Drei Männer im Anzug auf dem Weg zur Automesse. «Wohin gehen wir zuerst?», fragt der eine die Kollegen. «Audi, Porsche oder VW?» Das schallende Gelächter zeigt: Alle drei wissen, dass sie hier am 89. Mondial de l'Auto (noch bis heute) vergebens nach Messeständen dieser Marken suchen würden. Noch 2018 war der Pariser Autosalon eine der wichtigsten Automessen der Welt; Heimspiel für die französischen Marken, denen die europäische Konkurrenz möglichst die Schau zu stehlen versuchte. Schon damals gabs zwar weniger Aussteller als auch schon – aber das hoffte man künftig mit frischen Konzepten in den Griff zu bekommen.

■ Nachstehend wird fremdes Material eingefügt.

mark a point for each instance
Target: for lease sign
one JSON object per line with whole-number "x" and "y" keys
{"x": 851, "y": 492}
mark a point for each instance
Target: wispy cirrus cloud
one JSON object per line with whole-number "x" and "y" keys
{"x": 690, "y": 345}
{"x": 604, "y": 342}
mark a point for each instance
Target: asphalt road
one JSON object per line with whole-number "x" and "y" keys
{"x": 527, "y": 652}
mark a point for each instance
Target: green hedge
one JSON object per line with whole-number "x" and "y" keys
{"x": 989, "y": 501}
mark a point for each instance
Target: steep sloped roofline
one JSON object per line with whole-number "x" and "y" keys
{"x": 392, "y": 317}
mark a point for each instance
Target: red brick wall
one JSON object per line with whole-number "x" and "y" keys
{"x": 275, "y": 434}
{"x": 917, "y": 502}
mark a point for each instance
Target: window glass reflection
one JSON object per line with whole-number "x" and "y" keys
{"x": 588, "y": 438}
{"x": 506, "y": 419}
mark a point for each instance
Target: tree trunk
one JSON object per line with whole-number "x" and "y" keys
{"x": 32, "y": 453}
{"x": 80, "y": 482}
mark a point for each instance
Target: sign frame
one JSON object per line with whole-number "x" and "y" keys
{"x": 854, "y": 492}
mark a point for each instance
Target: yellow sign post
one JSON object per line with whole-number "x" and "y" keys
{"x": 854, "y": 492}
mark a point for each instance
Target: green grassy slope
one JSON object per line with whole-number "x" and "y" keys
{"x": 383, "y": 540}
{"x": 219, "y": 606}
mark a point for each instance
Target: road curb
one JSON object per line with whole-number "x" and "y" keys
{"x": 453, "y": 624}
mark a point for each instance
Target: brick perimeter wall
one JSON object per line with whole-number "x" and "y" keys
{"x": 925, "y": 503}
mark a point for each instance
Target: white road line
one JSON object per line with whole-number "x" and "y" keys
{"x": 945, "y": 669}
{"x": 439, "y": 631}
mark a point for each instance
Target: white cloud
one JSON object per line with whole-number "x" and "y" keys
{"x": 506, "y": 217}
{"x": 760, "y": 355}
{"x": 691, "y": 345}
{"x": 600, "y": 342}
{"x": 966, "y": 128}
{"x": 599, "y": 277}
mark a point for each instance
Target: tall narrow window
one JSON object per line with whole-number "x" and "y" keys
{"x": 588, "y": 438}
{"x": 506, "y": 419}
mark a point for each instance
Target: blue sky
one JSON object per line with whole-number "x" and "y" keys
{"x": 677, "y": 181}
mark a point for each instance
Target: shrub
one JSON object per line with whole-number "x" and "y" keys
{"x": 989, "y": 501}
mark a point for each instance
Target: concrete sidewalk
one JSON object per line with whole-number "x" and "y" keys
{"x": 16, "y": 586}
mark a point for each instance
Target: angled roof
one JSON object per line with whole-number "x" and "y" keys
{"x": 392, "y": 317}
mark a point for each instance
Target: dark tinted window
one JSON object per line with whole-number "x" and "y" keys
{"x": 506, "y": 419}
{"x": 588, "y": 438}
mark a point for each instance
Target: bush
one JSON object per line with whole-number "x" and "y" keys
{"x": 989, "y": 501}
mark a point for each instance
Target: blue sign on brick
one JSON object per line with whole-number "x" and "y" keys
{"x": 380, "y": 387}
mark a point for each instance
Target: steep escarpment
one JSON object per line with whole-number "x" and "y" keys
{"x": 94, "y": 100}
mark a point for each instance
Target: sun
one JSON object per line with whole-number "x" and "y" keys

Doch dann zogen die Corona-Pandemie, Absatzeinbrüche wegen Lieferproblemen und die Inflation im Zuge des Ukraine-Kriegs auf. Und nun hilft kein neues Konzept dem Mondial mehr auf die Beine. Alpine, Dacia, DS, Peugeot, deren US-Schwester Jeep und Renault halten noch das Fähnchen der Etablierten hoch: Alpine zeigt die Designstudie Alpenglow, Peugeot den Crossover 408, und Renault fährt gleich drei echte Neuheiten auf die Bühne. 4Ever Trophy heisst die Studie eines vollelektrischen B-SUVs, dessen Design-Details dem legendären, von 1961 bis 1992 gebauten Renault 4 entlehnt sind. Der dreimotorige Renault 5 Turbo 3E könnte zur Sportversion des 2024 startenden elektrischen Renault 5 avancieren. Ausserdem zog Renault-CEO Luca de Meo (54) das Tuch von der 120 PS starken Elektroversion des Hochdach-Kombis Kangoo. Und Jeep enthüllte mit dem Avenger seinen ersten Stromer und kündigte gleich noch eine kommende 4x4-Version an.
Deutsche Hersteller? Fehlanzeige
Doch alle anderen Marken – und sogar Citroën – glänzen durch Abwesenheit. Stattdessen füllen Start-ups für Mobilitätsservices, Zulieferer und Energieversorger die Hallen. Eine Messe als Potemkinsches Dorf – schaut man hinter die Stände, gibts dort oft nichts als freie Fläche. Das Konzept des Salons auf Mobilität im Allgemeinen zu erweitern – es ist kein Befreiungsschlag, sondern bittere Notwendigkeit, um überhaupt auf eine nennenswerte Zahl von Ausstellern zu kommen.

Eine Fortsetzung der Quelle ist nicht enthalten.